Corymbophanes is a genus of freshwater ray-finned fishes belonging to the family Loricariidae, the suckermouth armored catfishes, and the subfamily Hypostominae, the suckermouth catfishes. The catfishes in this genus are endemic to Guyana.

==Taxonomy==
Corymbophanes and its type species, C. andersoni, were first described in 1909 by Carl H. Eigenmann. In 2000, they were redescribed along with the description of a new species, C. kaiei. In 2004, the tribe Corymbophanini was erected.

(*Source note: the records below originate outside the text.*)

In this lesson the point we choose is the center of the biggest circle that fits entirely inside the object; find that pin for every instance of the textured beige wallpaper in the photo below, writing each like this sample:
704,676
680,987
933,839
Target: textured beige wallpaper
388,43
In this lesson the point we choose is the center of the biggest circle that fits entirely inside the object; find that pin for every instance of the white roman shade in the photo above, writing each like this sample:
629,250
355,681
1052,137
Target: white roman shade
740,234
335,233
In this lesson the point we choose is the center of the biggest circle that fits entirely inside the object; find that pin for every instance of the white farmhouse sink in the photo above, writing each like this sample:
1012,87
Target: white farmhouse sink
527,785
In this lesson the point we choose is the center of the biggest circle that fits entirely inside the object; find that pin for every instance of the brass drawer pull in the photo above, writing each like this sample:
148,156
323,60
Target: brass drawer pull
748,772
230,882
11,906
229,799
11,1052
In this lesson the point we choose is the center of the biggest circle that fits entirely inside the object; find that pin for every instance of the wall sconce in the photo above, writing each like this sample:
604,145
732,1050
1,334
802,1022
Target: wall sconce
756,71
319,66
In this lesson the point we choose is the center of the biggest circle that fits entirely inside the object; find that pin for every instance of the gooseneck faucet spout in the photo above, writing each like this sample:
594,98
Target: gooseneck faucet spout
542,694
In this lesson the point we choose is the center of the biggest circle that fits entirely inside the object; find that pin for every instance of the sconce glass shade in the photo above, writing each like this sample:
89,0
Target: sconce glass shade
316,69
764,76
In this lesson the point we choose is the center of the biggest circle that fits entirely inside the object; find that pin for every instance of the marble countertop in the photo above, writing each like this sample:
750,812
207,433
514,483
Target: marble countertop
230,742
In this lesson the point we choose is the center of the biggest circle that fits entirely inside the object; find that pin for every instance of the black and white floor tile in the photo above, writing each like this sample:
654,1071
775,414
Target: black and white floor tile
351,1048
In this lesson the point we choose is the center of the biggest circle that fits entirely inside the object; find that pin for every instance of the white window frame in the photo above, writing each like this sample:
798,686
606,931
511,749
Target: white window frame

Corymbophanes represents an old lineage as it lacks many of the characteristics of the rest of the subfamily Hypostominae. This group probably has a basal position within the subfamily. Corymbophanes was originally placed in its own tribe Corymbophanini, but the first comprehensive molecular phylogenetic analysis of the subfamily Hypostominae found Corymbophanes to be nested within the tribe Ancistrini. However, Eschmeyer's Catalog of Fishes does not recognize tribes within the subfamily Hypostominae.

==Species==
There were previously two recognized species in this genus. A third species was described in a 2020 study.

==Distribution and habitat==
Corymbophanes species originate from the upper Potaro River of the Essequibo River drainage system. C. andersoni is only known from the Chenapou Falls of this river. C. kaiei is only known from the Oung Creek, a small tributary of the Potaro River drainage. Neither of these species are found downstream of the Kaieteur Falls. Corymbophanes species live in swift riffles over gravel and cobble and among submerged logs.

==Appearance and anatomy==
Like other Loricariids, Corymbophanes species have plates of armor on their body and a suckermouth. Small odontodes are also present along their body. This genus can be distinguished from all other Loricariids by the presences of a dorsal ridge formed by plates between the dorsal fin and the caudal fin, the absence of the adipose fin, as well as the absence of the omega iris that most loricariids possess. Corymbophanes species do not have evertible cheek plates and do not hypertrophied cheek odontodes which are present in many other loricariid species, which differentiates it from the few species that possess the aforementioned ridge.

Species of this genus do not get very large; C. andersoni does not exceed 8.6 centimetres (3.4 in) and C. kaiei does not exceed 6.6 cm. These fish are dark brown to black with white or cream-colored markings. C. kaiei has alternating light and dark bands on its caudal fin; also, this species has a dark-colored abdomen with light vermiculations in adults. By contrast, C. andersoni has no bands on the caudal fin, has no vermiculations, and the abdomen is light-colored.